Do you really think Tencent is detecting a new phishing site every 154ms?

I'd seriously question how many of the total new phising sites they detect to start off with, and then how frequently they do so.

If a user only downloads the deltas periodically they'd risk being out of sync with the master list (which might not be updated even once a month or at all, for all we know), but that's the price they'd need to pay to have to send any information about their web browsing to parties they don't trust.

One other thing to consider is the likelihood that the URL you happen to be surfing is both a phishing URL to begin with and one of the ones that just appeared since the last delta download you did, compared to the likelihood that it's one of those already in the entire phishing URL database you've already downloaded. I'd expect those odds to be very low.

tomxor · on Oct 14, 2019

> the likelihood that the URL you happen to be surfing is both a phishing URL to begin with and one of the ones that just appeared since the last delta download you did, compared to the likelihood that it's one of those already in the entire phishing URL database you've already downloaded. I'd expect those odds to be very low.

Ignoring the first condition (otherwise why bother with a list at all)... Consider that this information is very transient (average 15hrs), this is pretty simple: deltaT / 54000

This is still horrible, because your safety is determined by how frequently you can sync with the DB.

> If a user only downloads the deltas periodically they'd risk being out of sync with the master list (which might not be updated even once a month or at all, for all we know).

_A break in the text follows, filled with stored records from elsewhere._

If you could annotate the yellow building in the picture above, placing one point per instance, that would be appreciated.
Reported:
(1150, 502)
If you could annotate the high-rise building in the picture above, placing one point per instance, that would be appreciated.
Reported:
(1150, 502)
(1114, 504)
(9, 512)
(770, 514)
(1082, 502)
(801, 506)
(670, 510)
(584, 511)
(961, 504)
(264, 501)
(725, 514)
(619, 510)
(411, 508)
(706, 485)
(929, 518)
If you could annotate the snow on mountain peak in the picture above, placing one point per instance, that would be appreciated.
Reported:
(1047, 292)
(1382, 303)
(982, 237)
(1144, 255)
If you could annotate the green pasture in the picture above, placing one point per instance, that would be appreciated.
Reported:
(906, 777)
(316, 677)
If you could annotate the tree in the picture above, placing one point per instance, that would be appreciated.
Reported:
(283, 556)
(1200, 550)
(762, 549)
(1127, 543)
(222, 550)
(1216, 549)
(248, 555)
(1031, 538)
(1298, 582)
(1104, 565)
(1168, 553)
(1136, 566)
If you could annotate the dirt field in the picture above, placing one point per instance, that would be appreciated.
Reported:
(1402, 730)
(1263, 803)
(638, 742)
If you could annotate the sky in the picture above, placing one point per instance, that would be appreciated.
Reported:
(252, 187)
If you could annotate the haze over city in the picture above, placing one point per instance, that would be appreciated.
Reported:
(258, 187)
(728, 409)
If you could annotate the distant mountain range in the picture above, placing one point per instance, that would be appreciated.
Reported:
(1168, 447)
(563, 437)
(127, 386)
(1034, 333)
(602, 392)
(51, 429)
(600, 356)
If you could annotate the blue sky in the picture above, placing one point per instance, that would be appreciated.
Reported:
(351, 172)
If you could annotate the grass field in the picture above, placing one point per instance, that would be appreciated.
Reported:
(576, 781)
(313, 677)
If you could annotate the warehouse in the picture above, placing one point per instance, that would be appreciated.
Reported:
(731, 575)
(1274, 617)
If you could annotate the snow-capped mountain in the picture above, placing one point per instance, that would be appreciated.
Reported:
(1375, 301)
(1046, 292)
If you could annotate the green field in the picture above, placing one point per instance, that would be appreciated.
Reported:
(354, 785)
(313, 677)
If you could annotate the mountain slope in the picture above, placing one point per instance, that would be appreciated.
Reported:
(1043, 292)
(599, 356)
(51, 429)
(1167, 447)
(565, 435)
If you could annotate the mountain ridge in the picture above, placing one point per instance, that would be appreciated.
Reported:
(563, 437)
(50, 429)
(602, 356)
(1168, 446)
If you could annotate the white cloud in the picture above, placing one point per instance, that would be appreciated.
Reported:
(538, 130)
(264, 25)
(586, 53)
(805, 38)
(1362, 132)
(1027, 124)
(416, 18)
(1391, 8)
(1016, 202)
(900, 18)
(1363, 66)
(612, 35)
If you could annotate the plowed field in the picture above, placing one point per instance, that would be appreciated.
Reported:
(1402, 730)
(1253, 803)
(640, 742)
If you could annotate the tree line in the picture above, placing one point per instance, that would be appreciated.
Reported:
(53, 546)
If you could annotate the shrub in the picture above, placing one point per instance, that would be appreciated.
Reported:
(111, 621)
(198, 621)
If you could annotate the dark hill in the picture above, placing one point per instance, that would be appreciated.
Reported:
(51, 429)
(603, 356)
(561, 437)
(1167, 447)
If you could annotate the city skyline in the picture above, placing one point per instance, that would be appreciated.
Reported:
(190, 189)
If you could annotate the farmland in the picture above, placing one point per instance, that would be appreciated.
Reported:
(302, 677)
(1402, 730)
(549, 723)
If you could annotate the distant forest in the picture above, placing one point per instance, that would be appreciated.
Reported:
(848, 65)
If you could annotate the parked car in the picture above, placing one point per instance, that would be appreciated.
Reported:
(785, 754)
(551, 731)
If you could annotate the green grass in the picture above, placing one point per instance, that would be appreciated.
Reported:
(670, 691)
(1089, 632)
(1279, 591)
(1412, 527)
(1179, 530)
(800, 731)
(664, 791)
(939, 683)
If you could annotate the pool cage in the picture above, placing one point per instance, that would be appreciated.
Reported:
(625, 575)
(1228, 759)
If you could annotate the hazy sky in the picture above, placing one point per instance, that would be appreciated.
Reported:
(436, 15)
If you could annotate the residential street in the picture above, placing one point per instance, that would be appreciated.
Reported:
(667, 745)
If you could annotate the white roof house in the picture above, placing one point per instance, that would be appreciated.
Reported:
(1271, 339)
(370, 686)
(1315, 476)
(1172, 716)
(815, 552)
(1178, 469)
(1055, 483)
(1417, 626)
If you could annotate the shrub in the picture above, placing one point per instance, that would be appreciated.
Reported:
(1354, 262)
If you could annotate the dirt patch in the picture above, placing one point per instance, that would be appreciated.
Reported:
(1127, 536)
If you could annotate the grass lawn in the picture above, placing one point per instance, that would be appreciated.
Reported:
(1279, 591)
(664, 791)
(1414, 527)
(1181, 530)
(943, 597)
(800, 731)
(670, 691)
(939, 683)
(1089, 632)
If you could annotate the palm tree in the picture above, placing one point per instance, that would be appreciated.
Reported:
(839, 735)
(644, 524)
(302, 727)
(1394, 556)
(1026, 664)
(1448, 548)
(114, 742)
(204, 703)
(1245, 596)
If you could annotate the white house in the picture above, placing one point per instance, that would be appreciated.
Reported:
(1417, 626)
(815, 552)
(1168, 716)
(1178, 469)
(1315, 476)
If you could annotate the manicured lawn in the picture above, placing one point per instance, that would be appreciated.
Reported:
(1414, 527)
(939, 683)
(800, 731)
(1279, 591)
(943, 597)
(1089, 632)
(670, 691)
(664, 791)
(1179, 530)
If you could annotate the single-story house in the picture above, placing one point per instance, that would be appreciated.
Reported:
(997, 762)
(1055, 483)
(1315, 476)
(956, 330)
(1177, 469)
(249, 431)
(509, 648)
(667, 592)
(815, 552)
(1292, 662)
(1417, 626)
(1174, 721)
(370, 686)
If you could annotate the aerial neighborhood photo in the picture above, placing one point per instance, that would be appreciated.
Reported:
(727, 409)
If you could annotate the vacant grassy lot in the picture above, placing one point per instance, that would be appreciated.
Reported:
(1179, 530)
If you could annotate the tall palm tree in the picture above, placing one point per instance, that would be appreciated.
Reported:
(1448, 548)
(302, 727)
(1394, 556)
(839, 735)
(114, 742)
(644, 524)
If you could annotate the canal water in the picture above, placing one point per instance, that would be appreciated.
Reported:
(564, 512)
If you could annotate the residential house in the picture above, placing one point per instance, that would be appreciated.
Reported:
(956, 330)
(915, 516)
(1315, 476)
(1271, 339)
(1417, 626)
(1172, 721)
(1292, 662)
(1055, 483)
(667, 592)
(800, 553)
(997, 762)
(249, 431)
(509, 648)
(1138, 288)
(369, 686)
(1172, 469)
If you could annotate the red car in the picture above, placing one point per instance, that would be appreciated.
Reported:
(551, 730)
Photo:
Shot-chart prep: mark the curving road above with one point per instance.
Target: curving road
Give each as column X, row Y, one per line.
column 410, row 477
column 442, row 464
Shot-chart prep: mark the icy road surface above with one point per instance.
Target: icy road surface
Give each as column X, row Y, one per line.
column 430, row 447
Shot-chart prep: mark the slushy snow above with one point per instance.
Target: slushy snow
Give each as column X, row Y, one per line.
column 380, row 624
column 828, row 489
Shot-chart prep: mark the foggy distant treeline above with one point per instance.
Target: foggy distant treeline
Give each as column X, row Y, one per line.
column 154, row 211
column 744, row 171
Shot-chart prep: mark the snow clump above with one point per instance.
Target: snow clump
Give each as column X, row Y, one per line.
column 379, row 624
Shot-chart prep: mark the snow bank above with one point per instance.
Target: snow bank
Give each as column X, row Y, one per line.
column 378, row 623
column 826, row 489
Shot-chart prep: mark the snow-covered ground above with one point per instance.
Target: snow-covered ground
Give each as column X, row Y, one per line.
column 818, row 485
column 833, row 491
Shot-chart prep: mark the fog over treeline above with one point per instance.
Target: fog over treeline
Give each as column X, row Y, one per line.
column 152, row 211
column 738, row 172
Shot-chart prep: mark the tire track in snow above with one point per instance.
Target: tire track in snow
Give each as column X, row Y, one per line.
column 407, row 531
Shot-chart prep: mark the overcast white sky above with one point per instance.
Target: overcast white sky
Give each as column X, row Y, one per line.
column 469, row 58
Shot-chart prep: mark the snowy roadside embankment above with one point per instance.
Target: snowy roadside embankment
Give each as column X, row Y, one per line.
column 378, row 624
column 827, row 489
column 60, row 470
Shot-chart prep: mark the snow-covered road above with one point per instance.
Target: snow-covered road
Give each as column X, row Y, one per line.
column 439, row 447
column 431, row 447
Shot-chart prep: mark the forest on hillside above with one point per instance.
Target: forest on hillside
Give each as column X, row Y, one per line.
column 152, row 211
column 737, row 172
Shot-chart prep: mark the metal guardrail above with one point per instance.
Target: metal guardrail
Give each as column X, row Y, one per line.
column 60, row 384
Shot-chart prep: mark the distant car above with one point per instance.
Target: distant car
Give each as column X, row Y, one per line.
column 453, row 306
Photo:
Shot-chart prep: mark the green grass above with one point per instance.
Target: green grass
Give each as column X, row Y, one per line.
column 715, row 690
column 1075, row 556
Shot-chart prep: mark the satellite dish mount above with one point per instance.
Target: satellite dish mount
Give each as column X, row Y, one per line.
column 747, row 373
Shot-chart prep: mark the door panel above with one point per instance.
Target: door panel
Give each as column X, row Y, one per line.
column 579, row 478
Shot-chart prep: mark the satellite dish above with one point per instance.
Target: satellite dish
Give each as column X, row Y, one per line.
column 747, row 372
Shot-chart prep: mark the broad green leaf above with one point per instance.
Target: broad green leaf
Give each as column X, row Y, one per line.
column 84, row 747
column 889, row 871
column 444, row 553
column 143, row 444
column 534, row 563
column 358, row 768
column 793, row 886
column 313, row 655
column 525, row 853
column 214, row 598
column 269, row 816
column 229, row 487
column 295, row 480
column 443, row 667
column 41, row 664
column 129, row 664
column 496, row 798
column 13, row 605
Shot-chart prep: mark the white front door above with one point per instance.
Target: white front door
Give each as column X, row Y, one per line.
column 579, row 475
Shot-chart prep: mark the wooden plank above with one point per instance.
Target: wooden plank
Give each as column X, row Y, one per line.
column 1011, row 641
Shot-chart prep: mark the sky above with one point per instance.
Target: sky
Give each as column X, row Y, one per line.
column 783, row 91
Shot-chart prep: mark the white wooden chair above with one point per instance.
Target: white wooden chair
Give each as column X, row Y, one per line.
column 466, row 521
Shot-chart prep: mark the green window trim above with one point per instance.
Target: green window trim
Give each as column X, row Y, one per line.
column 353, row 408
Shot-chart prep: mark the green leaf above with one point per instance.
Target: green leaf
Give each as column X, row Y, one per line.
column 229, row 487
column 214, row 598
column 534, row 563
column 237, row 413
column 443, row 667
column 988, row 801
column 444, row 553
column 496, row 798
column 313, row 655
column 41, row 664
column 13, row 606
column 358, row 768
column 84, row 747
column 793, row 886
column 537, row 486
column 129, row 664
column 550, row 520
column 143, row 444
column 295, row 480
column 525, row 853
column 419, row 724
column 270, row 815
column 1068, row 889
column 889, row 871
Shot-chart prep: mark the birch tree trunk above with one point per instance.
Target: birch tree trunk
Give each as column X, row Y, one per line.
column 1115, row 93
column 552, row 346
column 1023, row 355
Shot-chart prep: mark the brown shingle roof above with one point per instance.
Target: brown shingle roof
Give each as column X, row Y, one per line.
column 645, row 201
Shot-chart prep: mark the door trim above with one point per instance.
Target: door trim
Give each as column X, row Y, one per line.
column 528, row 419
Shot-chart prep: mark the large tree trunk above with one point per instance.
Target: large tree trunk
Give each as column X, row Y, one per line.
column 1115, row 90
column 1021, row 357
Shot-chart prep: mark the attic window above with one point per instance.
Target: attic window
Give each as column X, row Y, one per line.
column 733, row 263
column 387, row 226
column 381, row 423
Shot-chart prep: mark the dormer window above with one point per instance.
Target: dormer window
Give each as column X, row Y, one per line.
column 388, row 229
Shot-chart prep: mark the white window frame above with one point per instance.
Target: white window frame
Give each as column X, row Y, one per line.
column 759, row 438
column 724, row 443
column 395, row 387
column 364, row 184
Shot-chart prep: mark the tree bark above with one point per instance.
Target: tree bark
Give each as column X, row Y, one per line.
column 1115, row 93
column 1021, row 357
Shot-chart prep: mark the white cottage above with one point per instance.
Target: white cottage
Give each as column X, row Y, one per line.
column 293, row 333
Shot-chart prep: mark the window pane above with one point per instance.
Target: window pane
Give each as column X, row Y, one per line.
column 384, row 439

Being updated monthly doesn't match the statistic of average 15hr lifecycle, because it would be useless after that length of time. And while I don't claim to know 15hrs as a fact, it is intuitive that the average will become ever shorter as malicious URL checkers become updated ever faster.

> but that's the price they'd need to pay to have to send any information about their web browsing to parties they don't trust.

Full URL information need not be sent, a hash of the URL domain and path would probably suffice... if that's not enough then it's a dilemma, but that doesn't make continuous syncing a good or fail safe replacement.

pmoriarty · on Oct 14, 2019

"Being updated monthly doesn't match the statistic of average 15hr lifecycle, because it would be useless after that length of time."

And maybe it is useless. We don't actually know, but we should at least recognize that there may be a difference between how frequently phishing sites allegedly appear and how frequently they appear in Tencent's malware URL database.

"This is still horrible, because your safety is determined by how frequently you can sync with the DB."

And being identified by the Chinese government as someone who surfs to forbidden websites might be even more horrible, for some.